- Directed by: T. V. Chandran
- Written by: T. V. Chandran
- Produced by: Revathi Chandran V. P. Abeesh
- Starring: Padmapriya Suresh Gopi Samvrutha Sunil
- Cinematography: K. G. Jayan
- Edited by: Venugopal
- Music by: Isaac Thomas Kottukapally
- Release date: 1 May 2009;
- Country: India
- Language: Malayalam

= Boomi Malayalam =

Bhoomi Malayalam is a 2009 Malayalam film directed by T. V. Chandran. The film features Suresh Gopi in a dual role along with Nedumudi Venu, Samvrutha Sunil, Padmapriya, and other actors. The film won the Kerala State Film Award for Second Best Film in 2008. It also won the John Abraham Award for Best Malayalam Film in 2008.

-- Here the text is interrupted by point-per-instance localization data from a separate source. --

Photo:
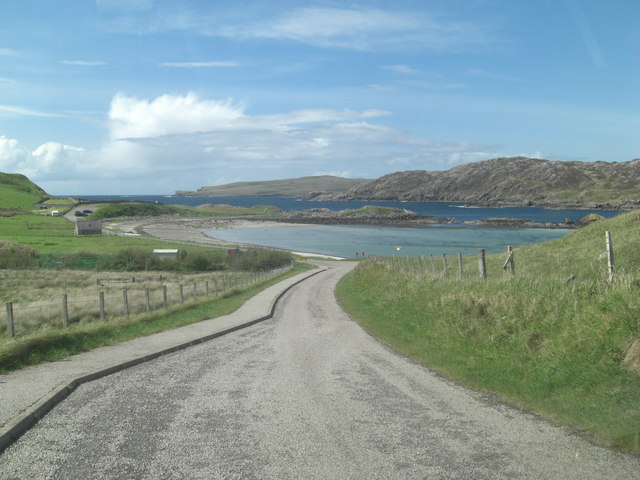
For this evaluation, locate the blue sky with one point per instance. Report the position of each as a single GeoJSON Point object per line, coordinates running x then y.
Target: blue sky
{"type": "Point", "coordinates": [153, 96]}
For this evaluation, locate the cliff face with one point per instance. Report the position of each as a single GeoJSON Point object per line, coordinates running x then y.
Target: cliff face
{"type": "Point", "coordinates": [512, 181]}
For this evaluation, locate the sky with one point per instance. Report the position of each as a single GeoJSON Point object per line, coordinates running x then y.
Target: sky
{"type": "Point", "coordinates": [153, 96]}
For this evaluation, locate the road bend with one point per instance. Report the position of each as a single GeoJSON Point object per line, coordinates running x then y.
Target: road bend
{"type": "Point", "coordinates": [305, 395]}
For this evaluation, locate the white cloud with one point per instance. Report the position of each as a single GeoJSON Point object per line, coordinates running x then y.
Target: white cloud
{"type": "Point", "coordinates": [217, 64]}
{"type": "Point", "coordinates": [50, 161]}
{"type": "Point", "coordinates": [176, 142]}
{"type": "Point", "coordinates": [169, 114]}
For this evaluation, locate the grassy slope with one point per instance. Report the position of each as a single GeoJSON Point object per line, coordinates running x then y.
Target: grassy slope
{"type": "Point", "coordinates": [18, 192]}
{"type": "Point", "coordinates": [550, 346]}
{"type": "Point", "coordinates": [53, 343]}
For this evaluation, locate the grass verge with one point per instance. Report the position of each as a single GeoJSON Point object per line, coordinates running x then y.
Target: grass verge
{"type": "Point", "coordinates": [552, 347]}
{"type": "Point", "coordinates": [52, 344]}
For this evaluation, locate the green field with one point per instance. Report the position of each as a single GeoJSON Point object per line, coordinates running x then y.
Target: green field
{"type": "Point", "coordinates": [552, 346]}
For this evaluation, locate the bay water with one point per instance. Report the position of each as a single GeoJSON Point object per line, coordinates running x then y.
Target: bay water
{"type": "Point", "coordinates": [349, 241]}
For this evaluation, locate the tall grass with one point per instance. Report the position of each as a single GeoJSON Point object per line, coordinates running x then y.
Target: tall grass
{"type": "Point", "coordinates": [552, 346]}
{"type": "Point", "coordinates": [37, 295]}
{"type": "Point", "coordinates": [49, 343]}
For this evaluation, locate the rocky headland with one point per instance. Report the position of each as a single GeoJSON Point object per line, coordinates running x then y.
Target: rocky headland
{"type": "Point", "coordinates": [514, 181]}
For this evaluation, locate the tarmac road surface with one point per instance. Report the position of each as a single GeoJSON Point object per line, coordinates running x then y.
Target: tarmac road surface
{"type": "Point", "coordinates": [305, 395]}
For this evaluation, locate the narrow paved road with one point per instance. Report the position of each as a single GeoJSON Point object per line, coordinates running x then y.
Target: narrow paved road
{"type": "Point", "coordinates": [306, 395]}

Bhoomi Malayalam depicts the plight of seven different women, each of whom represents different periods. Starting from the early 1980s, the film moves down to the present era.

== Plot ==
The movie recounts an incident that took place in Thillenkeri in Kannur district on 1948 April 15. The Communist Party was struggling against the rule of Jawaharlal Nehru at that period. In Thillenkeri, comrade Ananthan Master was the leader of the Communist Party.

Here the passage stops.